Reading and Writing Databricks Tables • connector.databricks

Introduction

This vignette demonstrates how to read from and write to Databricks tables using the custom functions. These functions provide a convenient interface for interacting with Databricks tables, including features like time travel and tagging.

Setup

First, let’s load the necessary libraries and create a connector object:

library(connector.databricks)
library(dplyr)

# Create a ConnectorDatabricksTable object
connector_object <- connector_databricks_table(
  catalog = "my_catalog",
  schema = "my_schema"
)

Writing to a Databricks Table

To write data to a Databricks table, we use the write_cnt() method:

# Create sample data
data <- data.frame(
  id = 1:5,
  name = c("Alice", "Bob", "Charlie", "David", "Eve"),
  age = c(25, 30, 35, 40, 45)
)

# Write data to a table
connector_object |>
  write_cnt(
    x = data,
    name = "my_table",
    overwrite = TRUE,
    tags = list(source = "example", date = Sys.Date())
  )

Mechanism for Writing

The write_cnt() method for ConnectorDatabricksTable objects uses a temporary volume approach to write data. Here’s how it works:

A temporary volume is created in the Databricks file system.
The data is written to this temporary volume as a Parquet file.
The Parquet file is then converted to a Databricks table using SQL commands.
If specified, tags are added to the table.
Finally, the temporary volume is deleted.

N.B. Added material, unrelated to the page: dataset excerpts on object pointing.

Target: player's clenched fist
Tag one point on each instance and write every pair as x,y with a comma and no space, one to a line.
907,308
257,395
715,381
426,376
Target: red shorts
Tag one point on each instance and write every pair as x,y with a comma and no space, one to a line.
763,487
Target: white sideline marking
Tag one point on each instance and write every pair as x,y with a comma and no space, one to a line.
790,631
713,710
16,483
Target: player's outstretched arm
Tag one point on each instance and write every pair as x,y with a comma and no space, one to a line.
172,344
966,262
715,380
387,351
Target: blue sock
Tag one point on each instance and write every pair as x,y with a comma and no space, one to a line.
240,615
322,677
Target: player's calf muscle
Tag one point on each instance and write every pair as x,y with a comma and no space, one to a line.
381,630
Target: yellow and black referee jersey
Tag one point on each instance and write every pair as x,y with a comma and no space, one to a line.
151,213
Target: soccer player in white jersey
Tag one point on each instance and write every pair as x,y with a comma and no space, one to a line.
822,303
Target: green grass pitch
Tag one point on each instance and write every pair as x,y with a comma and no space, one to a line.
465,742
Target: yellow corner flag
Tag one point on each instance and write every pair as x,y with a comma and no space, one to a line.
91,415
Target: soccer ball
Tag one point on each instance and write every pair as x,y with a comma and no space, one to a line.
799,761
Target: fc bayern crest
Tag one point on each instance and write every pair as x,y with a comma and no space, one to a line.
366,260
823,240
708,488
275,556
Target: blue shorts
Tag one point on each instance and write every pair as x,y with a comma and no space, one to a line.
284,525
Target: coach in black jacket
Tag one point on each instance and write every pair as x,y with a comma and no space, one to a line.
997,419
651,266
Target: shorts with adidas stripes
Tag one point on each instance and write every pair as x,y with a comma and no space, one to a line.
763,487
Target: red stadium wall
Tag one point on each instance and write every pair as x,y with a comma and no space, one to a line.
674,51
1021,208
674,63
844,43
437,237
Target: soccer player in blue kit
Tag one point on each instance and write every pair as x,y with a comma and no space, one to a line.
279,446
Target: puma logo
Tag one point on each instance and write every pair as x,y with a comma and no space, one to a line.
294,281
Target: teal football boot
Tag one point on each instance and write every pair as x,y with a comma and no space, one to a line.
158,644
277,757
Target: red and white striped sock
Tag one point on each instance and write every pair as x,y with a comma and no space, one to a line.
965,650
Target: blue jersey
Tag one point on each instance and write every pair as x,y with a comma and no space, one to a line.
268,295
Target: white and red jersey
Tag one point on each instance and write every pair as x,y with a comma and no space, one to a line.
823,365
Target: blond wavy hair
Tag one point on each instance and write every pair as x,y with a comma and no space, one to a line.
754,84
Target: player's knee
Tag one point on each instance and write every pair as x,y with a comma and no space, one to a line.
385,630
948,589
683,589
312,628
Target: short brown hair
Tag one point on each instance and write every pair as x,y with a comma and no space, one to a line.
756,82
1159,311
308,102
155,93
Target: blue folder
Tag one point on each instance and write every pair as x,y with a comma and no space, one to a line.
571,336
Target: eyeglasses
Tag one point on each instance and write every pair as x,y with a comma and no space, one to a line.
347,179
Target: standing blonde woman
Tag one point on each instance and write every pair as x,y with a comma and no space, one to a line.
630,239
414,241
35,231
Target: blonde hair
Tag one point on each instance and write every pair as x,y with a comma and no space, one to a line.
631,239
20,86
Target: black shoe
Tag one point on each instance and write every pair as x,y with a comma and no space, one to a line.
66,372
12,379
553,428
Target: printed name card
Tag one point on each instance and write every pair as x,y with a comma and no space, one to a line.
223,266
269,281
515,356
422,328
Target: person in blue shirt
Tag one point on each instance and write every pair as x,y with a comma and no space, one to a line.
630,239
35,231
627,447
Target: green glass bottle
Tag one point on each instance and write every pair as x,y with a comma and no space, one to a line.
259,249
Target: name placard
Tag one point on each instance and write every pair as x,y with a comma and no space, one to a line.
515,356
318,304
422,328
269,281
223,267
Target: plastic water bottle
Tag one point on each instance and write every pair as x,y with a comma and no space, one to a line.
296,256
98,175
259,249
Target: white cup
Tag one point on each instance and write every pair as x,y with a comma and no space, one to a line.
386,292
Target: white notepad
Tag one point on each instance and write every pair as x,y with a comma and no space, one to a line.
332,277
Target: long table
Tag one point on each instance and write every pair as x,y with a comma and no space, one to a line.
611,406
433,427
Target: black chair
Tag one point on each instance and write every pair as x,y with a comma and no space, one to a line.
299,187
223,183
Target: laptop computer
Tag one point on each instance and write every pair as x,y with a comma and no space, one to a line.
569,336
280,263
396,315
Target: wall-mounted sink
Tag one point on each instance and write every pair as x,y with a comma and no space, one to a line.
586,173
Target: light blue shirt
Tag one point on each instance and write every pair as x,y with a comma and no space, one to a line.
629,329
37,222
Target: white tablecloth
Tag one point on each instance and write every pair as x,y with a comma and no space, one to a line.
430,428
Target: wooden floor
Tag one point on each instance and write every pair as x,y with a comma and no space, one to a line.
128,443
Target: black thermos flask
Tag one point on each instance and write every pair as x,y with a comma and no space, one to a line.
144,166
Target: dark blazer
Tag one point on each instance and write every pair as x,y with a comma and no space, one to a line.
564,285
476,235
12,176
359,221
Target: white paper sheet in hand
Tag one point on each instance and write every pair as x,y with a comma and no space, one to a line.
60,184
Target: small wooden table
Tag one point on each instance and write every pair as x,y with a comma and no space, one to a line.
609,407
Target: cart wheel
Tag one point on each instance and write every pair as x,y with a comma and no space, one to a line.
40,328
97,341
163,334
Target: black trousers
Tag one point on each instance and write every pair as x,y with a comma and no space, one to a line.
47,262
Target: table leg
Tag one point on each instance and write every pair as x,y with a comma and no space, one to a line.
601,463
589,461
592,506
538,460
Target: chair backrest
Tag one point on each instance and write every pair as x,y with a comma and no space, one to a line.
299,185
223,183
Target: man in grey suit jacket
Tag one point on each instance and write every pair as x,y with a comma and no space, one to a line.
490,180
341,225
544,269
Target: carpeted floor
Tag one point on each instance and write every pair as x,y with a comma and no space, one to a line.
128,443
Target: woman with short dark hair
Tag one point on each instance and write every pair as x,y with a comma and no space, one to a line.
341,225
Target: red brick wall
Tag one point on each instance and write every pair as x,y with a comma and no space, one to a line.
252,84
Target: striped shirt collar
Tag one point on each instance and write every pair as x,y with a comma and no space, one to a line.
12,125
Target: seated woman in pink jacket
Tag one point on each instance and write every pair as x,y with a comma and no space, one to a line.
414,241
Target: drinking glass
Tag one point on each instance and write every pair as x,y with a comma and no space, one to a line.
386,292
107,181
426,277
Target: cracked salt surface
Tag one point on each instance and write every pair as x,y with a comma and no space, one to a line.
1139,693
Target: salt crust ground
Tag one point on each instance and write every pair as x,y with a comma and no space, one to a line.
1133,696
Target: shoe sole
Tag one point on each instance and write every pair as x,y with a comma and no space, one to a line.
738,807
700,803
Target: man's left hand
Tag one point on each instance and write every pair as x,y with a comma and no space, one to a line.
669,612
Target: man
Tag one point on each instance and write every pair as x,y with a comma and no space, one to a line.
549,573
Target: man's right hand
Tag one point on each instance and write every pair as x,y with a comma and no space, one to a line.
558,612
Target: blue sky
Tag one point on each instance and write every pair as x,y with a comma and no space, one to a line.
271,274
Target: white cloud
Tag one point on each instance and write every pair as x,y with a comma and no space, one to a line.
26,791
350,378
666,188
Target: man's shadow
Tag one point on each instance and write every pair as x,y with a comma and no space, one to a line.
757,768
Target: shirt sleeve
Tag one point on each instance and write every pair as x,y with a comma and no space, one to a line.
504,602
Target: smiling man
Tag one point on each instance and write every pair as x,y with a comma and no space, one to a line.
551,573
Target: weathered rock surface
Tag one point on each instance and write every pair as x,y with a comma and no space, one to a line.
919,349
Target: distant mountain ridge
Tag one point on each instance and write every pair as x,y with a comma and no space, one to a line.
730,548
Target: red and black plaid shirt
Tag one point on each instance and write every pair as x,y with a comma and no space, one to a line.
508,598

This approach allows for efficient writing of large datasets and provides a way to add metadata (tags) to the table. The use of Parquet as an intermediate format ensures good performance and compatibility with Databricks’ Delta Lake architecture.

Reading from a Databricks Table

To read data from a Databricks table, we use the read_cnt() method:

# Read the entire table
table_data <- connector_object |>
  read_cnt("my_table")

# Read the table at a specific timepoint
historical_data <- connector_object |>
  read_cnt("my_table", timepoint = "2023-06-01 12:00:00 UTC")

# Read a specific version of the table
version_data <- connector_object |>
  read_cnt("my_table", version = 2)

Mechanism for Reading

The read_cnt method for ConnectorDatabricksTable objects leverages Databricks’ SQL interface and Delta Lake time travel capabilities. Here’s how it works:

A SQL query is constructed based on the table name and any time travel parameters (timepoint or version).
The query is executed on a Databricks SQL warehouse.
The result is streamed back in Arrow format for efficient data transfer.
The Arrow stream is converted to an R data frame.

This method supports time travel, allowing you to read historical versions of the table. The use of Arrow for data transfer provides good performance, especially for large datasets.

Listing Tables

To list tables in the Databricks catalog, use the list_content_cnt() method:

# List all tables
all_tables <- connector_object |>
  list_content_cnt()

# List tables with specific tags
tagged_tables <- connector_object |>
  list_content_cnt(tags = (tag_name == "source" && tag_value == "example"))

The list_content_cnt method can filter tables based on their tags. It translates the tag filtering expression into SQL and queries the Databricks system tables to find matching tables.

Working with Table References

You can create a reference to a Databricks table using the tbl_cnt() method:

table_ref <- connector_object |>
  tbl_cnt("my_table")

# Use dplyr operations on the table reference
filtered_data <- table_ref |>
  filter(age > 30) |>
  collect()

The tbl_cnt() method creates a reference to the table that can be used with dplyr operations. These operations are translated to SQL and executed on the Databricks cluster, allowing for efficient processing of large datasets.

Conclusion

This vignette demonstrated the basic usage of custom functions for reading from and writing to Databricks tables. These functions provide a convenient interface for working with Databricks, including features like time travel, tagging, and easy integration with dplyr operations.

The writing mechanism uses temporary volumes and Parquet files for efficient data transfer, while the reading mechanism leverages SQL queries and Arrow streaming for performance. Both methods take advantage of Databricks’ Delta Lake architecture, providing features like ACID transactions, time travel, and metadata management.

Remember to refer to the documentation of individual functions for more detailed information on their usage and parameters.